ARM's LSE (for atomics) and MySQL

ARM introduced LSE (Large System Extensions) as part of its ARMv8.1 specs. This means if your processor is ARMv8.1 compatible it would support LSE. LSE are meant to optimize atomic instructions by replacing the old styled exclusive load-store using a single CAS (compare-and-swap) or SWP (for exchange), etc…. Said extensions are known to inherently increase performance of applications using atomics.

Understanding LSE

To better understand LSE let’s take a working example to see how the code is generated and possible optimization.

LSE turned off

As you can see there is a loop for doing CAS. Load the value, check with expected value and if different then store the value. Main loop is a 5 step process with 2 exclusive instructions with respective memory ordering. SWAP too has a loop for checking if the store is successful.

ARM has multiple variant of load/store instructions so before we proceed let’s take a minute to understand these variants.

stlxrb: store exclusive with release semantics/ordering. Provide exclusive access to the said cache line. “b” represents byte. (other variant half-word (2), word(4), double-word (8)).

stlrb: store with release semantics/ordering helping suggest ordering semantics only but not exclusive access.

strb: normal store to a non-atomic variable (no ordering semantics)

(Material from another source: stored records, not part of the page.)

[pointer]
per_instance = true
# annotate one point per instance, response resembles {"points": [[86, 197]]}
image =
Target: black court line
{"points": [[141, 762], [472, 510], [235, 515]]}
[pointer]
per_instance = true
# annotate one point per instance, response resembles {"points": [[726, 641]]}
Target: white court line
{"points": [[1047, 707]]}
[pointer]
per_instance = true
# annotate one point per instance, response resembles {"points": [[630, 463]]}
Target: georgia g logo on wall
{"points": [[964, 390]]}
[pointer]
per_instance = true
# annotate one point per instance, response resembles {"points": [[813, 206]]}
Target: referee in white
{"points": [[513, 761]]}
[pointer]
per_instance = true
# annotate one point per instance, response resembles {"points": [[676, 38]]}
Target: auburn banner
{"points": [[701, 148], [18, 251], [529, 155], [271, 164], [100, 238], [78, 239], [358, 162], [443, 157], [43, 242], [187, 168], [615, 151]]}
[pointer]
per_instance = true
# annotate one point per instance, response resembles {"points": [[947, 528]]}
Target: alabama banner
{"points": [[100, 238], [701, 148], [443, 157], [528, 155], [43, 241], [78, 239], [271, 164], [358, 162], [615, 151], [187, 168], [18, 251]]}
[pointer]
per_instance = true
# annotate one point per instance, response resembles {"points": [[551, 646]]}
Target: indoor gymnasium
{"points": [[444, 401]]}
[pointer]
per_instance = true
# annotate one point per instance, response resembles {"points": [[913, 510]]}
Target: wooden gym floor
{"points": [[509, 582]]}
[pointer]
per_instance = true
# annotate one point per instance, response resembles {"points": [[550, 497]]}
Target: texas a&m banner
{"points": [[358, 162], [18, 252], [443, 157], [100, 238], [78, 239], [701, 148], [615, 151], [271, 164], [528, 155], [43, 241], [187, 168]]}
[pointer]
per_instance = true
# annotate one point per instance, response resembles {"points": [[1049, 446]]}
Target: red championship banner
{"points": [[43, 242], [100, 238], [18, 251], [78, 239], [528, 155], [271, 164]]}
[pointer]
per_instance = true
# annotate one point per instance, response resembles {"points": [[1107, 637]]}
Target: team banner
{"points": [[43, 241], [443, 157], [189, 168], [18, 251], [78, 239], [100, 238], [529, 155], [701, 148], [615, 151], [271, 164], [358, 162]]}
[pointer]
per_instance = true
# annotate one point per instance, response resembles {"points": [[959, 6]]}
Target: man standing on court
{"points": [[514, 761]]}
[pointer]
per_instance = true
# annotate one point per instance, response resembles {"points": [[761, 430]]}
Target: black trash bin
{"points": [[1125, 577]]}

Naturally one may ask how come both seq-cst and release memory order generate the same asm instruction. This is because store-release in ARM-v8 is multi-copy atomic, that is, if one agent has seen a store-release, then all agents have seen the store-release. There are no requirements for ordinary stores to be multi-copy atomic. [Something similar to mov+fence or xchg in x86_64 domain].

LSE turned on

So let’s now see what would happen if we now turn-lse on. LSE support was added with ARM-v8.1 specs and so if the default compilation is done, gcc will try to make binary compatible with a wider aarch64 processors and may not enable the specific functionality. In order to enable lse user need to specify extra compilation flags:

There are multiple ways to turn-on lse:

Compile with gcc-6+ by specifying lse flag as -march=armv8-a+lse
Compile with gcc-6+ by specifying ARMv8.1 (or higher) (that will auto-enable all ARMv8.1 functionalities). -march=armv8.1-a

No more while loop. Single instruction (CASALB) to do the compare and swap (that takes care of load and store) and same way SWAPLB to do the exchange. Sounds optimized. More about performance below.

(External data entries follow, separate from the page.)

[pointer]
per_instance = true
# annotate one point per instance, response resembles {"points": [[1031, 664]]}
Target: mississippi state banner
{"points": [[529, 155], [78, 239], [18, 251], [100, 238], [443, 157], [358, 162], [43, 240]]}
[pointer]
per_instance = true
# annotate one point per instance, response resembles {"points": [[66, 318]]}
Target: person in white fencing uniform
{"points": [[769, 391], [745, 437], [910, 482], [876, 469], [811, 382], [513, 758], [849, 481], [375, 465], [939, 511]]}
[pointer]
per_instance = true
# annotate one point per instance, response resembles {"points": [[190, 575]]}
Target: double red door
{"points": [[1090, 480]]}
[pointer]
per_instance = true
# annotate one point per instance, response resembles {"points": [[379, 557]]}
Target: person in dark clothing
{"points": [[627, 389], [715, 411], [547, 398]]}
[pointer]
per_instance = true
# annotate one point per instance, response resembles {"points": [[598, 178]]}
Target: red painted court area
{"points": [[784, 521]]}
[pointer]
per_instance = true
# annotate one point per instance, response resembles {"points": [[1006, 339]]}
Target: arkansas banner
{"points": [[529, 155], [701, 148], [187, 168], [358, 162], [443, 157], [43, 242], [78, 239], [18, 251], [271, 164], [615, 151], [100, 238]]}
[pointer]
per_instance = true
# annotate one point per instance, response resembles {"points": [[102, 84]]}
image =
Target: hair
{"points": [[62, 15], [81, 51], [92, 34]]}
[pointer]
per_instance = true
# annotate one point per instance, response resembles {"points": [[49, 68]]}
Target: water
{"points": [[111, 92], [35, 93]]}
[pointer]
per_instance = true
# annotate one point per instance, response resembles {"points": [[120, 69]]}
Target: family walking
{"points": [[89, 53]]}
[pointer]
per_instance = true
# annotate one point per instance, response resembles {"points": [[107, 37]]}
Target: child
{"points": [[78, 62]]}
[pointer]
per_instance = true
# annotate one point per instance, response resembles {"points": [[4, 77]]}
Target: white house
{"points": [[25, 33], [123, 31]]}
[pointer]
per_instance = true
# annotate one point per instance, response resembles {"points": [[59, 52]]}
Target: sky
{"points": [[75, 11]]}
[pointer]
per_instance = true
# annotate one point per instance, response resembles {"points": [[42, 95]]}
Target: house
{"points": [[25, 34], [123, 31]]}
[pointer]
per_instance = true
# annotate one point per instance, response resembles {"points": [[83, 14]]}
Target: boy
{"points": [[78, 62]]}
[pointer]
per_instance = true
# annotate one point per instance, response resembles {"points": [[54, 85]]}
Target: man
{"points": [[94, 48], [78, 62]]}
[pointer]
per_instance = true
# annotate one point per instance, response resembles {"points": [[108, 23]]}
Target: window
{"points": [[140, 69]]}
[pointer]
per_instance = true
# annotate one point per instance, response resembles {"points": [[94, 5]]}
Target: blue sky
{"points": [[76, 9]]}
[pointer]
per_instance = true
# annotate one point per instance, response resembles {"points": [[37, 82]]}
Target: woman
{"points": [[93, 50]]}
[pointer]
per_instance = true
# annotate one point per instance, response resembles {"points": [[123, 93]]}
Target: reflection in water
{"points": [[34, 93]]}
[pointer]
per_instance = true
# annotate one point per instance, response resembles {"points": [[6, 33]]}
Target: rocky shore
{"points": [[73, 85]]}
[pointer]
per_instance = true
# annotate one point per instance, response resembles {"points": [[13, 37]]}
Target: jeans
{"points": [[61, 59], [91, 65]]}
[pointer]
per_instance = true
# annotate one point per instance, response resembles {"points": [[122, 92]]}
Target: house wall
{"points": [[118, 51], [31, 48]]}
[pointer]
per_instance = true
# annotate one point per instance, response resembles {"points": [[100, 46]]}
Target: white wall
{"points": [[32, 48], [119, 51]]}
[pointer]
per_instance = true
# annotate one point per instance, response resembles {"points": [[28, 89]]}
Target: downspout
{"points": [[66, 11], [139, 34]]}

But there is one problem, what if binaries are compiled with +lse support but the target machine doesn’t support lse as it is only arm-v8 compatible. This problem is solved with gcc-9.4+ by introducing -moutline-atomics (default enabled with gcc-10.1 can be disabled with -mno-outline-atomics). GCC auto emits a code with dynamic check with both variants (lse and non-lse). Runtime a decision is taken and accordingly said variant is executed.

Let’s see what is emitted if compiled with gcc-10 (with -moutline-atomic making it compatible on all aarch64 machines)

code	asm (perf output)
bool expected = true; flag.compare_exchange_strong(expected, false);	<__aarch64_cas1_acq_rel>: __aarch64_cas1_acq_rel(): │ adrp x16, 11000 <__data_start> │ ldrb w16, [x16, #25] │ ↓ cbz w16, 14 │ casalb w0, w1, [x2] │ ← ret │14: uxtb w16, w0 │ 18: ldaxrb w0, [x2] │ cmp w0, w16 │ ↓ b.ne 2c │ stlxrb w17, w1, [x2] │ ↑ cbnz w17, 18 │2c: ← ret

Notice the branching instruction (highlighted in green) to select appropriate logic.

LSE in action

While all this sounds interesting but does it really help? What if the new instruction takes more cycles. Only one way to find out: Benchmark.

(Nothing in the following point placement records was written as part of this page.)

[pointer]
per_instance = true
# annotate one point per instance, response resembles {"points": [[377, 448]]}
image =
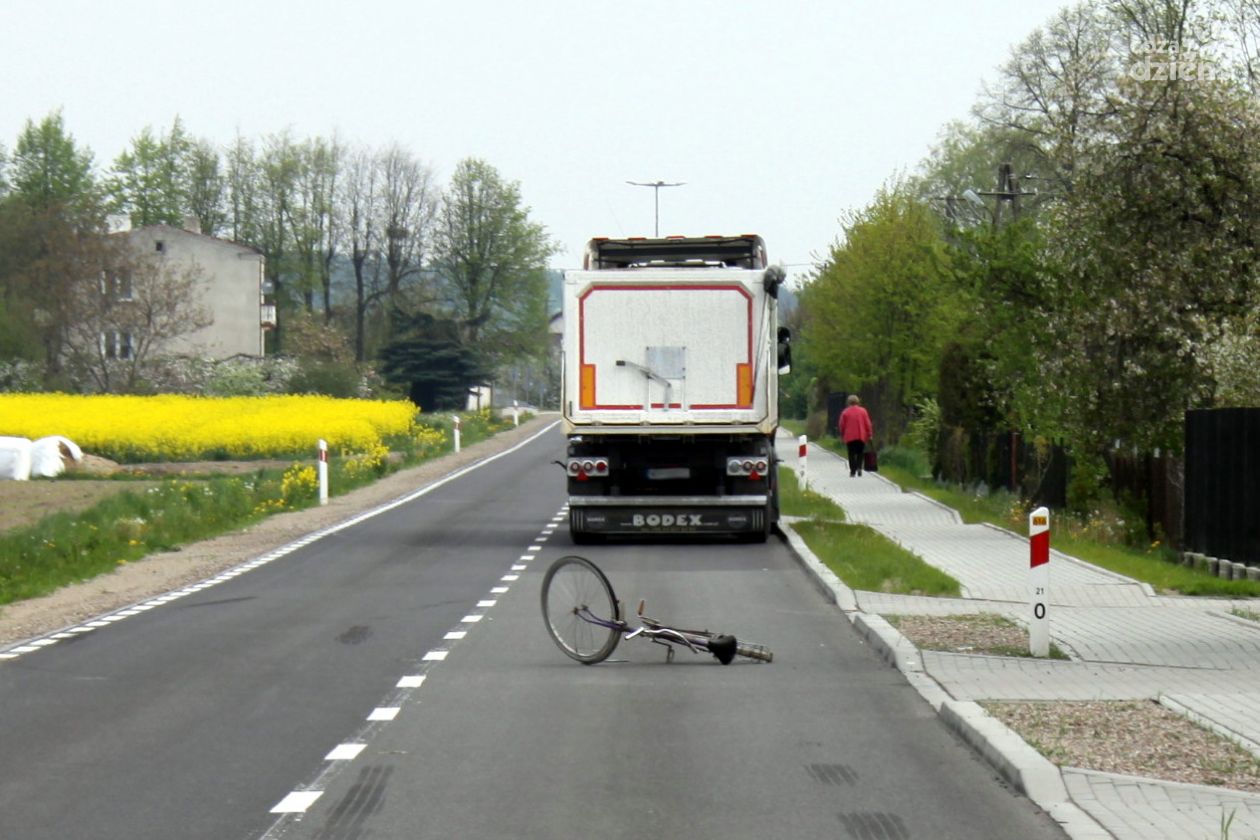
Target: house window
{"points": [[117, 287], [116, 345]]}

Benchmark: Simple spin-mutex with each thread (total N threads) trying to get the lock there-by causing heavy contention. Once the thread has the mutex it performs software based crc32 keeping the cpu bit busy before releasing it. Each thread does this M times.

Machine: Bare-Metal with 128 cores ARM Kunpeng 920 2.6 Ghz.

Use-case represent a serious contention with each thread mostly spending time for obtaining lock. Workload as such is pretty quick (crc32 on 16KB block).
This clearly proves that LSE helps in heavily contented cases.

But micro-benchmark sometime fails to show the needed gain with original application due to nature of application including other overlap components like IO, other processing element, etc… So let’s now evaluate MySQL performance with lse-enabled.

MySQL benchmarking with LSE

Workload:

Server: MySQL-8.0.21, OS: CentOS-7
Sysbench based point-select, read-only, read-write, update-index and update-non-index workload.
Executed for higher scalability (>= 64) to explore contention.
Configuration: 32 cores (single NUMA) ARM Kunpeng 920 2.6 Ghz (28 cores for server, 4 for sysbench)
Tried 2 use-cases uniform, zipfian (more contention)
baseline=lse-disabled, lse=lse-enabled (-march=armv8-a+lse).

Observations:

With Uniform we hardly see any difference with use of LSE
With Zipfian LSE tend to regress marginally but consistently (by 2-4%) for update use-cases.

Conclusion

LSE as feature looks promising but fails to perform in MySQL use-case. May be once MySQL is tuned to use more atomics, LSE could show a +ve difference. Till then nothing we would not loose if LSE is not enabled.

If you have more questions/queries do let me know. Will try to answer them.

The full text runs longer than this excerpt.